Ternyata tak cuma di Jawa batik bisa ditemukan. Sumatera Utara pun punya corak batik sendiri. Salah satu perintis batik etnik Sumatera Utara adalah Nurcahaya Nasution. Kini, usahanya dikembangkan oleh anak-anak dan menantunya. Batik rintisannya pun kini menjadi batik khas Sumatera Utara, Medan, dan Batik Opung.
Diproduksi di tiga sanggar batik di di Jalan Letda Sujono, kawasan Medan Tembung, masing-masing di Gang Al Halim Kiri, Gang Tapsel, dan Gang Musyawarah. Seperti namanya, motif yang diproduksi diambil dari motif dan warna khas dari berbagai etnis di Sumatera Utara, di antaranya pucuk rebung (Melayu) dengan warna kuning dan hijau, motif nengger (Pakpak), cincang duri (Mandailing), gorga (Toba), untir-untir (Nias), masing-masing dengan warna merah, putih, dan hitam. Nurcahaya kini juga mulai mengembangkan motif landmark Kota Medan.
Saat ini, usahanya memang tak hanya corak etnis Sumatera Utara, namun juga ada motif bunga-bunga biasa. “Sampai sekarang sambutan publik sangat baik. Tidak hanya motif etnis, yang bunga-bunga juga ada penggemarnya,” ucap Nurcahaya saat ditemui di Gang Tapsel, Jalan Letda Sudjono, Medan Tembung.
Untuk menyelesaikan satu kain batik dibutuhkan waktu pengerjaan dua hari, namun untuk keseluruhan proses bisa sepuluh hari. “Yang paling rumit itu dari etnis dari Batak Toba. Karena tali sulurnya tumbuh-tumbuhan,” ujarnya.
Batik dikerjakan dengan perpaduan teknik canting dan cap. Kain putih jenis katun primissima atau kain dobi dicap sesuai motif etnik yang diinginkan, lalu dicelup sesuai warna etnik di Sumut. Motif tadi kemudian diblok dengan lilin dan dicelup untuk menghasilkan warna yang diinginkan.

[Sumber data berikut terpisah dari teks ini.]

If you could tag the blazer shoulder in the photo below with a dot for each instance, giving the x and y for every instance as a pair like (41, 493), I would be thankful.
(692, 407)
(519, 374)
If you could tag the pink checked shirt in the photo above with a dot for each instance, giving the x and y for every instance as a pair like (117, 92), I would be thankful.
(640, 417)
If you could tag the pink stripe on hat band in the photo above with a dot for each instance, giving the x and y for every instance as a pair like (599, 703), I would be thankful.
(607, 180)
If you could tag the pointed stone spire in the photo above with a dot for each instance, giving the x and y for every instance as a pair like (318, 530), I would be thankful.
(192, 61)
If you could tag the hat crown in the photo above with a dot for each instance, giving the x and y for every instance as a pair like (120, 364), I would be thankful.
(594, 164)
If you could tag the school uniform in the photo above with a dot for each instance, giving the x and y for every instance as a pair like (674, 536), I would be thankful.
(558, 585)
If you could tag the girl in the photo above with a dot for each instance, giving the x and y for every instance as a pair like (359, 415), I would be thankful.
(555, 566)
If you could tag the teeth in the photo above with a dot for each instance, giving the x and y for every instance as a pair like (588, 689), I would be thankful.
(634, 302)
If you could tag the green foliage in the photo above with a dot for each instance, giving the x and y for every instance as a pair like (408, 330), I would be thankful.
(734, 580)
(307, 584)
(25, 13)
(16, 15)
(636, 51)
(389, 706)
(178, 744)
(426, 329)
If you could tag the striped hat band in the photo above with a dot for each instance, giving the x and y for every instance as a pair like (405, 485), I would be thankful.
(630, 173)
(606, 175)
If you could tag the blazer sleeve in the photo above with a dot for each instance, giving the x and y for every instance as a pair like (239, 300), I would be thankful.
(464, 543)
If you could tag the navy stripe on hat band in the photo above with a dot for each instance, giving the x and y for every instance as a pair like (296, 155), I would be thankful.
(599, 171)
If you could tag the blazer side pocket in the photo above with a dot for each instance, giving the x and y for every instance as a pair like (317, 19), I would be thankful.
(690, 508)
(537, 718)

Usaha yang digagas Nurcahaya ini sekarang melibatkan lebih dari 100 perajin yang umumnya kalangan ibu rumah tangga di sekitar Medan Tembung. Mereka bekerja di rumah masing-masing maupun di sanggar batik di tiga lokasi. Ketiga lokasi tadi sudah mampu menghasilkan 1000 – 2000 lembar batik per bulan dan dipasarkan di Sumetara dan Indonesia.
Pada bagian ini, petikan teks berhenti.